Сделали рентген: обошлось без повреждений, и мы, успокоившись, вернулись домой, чтобы обшарить буфет в поисках съестного. К тому же нас ждал приятный сюрприз: по ящику показывали серию «Закона и порядка», которую ни сын, ни я еще не видели. Мы были полностью поглощены происходящим на экране, когда в дверь кто-то постучал. Мы переглянулись, как бы спрашивая друг друга — открывать или нет? Я решила впустить нежданного визитера: в дверях стоял Лайам.

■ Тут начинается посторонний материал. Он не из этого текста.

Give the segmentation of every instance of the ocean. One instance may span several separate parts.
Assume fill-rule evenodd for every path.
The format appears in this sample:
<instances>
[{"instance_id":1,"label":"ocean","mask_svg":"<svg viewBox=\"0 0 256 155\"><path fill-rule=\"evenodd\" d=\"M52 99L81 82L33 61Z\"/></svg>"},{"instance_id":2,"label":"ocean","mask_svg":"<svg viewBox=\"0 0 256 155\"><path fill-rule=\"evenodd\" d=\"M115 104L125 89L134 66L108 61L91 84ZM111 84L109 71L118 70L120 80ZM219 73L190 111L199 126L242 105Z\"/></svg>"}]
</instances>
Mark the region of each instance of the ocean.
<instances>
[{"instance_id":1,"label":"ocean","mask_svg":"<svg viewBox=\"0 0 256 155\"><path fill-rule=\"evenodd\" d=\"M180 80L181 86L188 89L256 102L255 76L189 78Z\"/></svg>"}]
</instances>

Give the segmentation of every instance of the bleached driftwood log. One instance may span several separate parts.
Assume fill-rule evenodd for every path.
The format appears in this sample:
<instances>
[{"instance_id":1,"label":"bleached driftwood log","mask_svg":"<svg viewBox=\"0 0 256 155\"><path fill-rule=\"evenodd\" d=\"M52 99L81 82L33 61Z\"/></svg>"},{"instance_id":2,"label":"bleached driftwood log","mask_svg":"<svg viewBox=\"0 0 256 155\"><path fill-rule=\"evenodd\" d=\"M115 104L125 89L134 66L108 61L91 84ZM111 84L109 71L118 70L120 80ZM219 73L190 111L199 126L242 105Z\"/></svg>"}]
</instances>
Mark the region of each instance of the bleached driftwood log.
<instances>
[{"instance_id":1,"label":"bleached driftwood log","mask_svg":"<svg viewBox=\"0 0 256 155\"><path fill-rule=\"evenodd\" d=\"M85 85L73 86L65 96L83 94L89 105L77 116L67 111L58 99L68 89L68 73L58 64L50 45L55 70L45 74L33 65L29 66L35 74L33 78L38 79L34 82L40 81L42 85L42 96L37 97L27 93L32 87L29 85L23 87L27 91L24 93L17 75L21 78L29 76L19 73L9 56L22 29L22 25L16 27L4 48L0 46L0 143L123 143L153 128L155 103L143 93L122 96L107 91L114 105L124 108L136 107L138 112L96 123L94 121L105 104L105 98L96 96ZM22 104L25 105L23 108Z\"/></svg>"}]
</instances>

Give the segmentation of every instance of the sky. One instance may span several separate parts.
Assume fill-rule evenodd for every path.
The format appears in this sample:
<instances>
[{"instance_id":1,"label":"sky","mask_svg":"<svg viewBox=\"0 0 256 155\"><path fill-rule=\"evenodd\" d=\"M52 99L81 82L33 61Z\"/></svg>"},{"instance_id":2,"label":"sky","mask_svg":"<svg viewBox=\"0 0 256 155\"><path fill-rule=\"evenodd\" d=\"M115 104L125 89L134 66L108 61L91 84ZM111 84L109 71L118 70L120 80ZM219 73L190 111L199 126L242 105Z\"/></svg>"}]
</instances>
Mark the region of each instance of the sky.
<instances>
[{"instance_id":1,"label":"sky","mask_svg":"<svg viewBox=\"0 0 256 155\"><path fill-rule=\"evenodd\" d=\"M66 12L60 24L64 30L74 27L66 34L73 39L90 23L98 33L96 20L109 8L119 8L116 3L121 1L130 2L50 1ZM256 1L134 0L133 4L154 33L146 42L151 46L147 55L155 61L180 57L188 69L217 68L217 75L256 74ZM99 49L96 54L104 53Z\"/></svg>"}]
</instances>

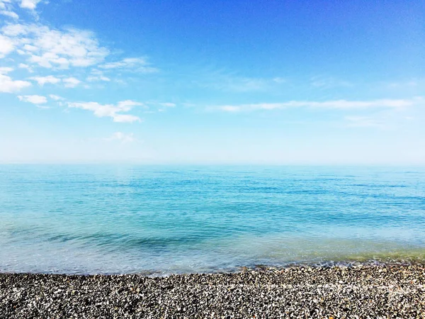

— Привет, Лиз. Можно зайти?
— А, да, конечно.
Мы прошли в гостиную.
— Знакомьтесь. Джереми, это Кар… Лайам, мой начальник.
Лайам устроился в кресле.
— Что-нибудь интересненькое?
— «Закон и порядок».
— Впервые слышу.
— О, это новинка.
Самое замечательное в любимой передаче то, что она способна полностью затмить собой происходящее вокруг — за исключением, пожалуй, ядерной войны. Лайам понимал, что до конца шоу мы с Джереми недосягаемы. Когда же мы наконец оторвались от экрана, гость решился заговорить:
— Лиз, я слышал, с твоим сыном сегодня случилась небольшая неприятность.
Джереми прервал его:
— Уже все в порядке.
— Мы съездили в больницу, сделали рентген. Кости целы.
— Я рад.
Пакостный мальчишка обернулся к Лайаму и спросил:
— Надо понимать, вы любовники?
— Нет, я просто заскочил проверить, как ты.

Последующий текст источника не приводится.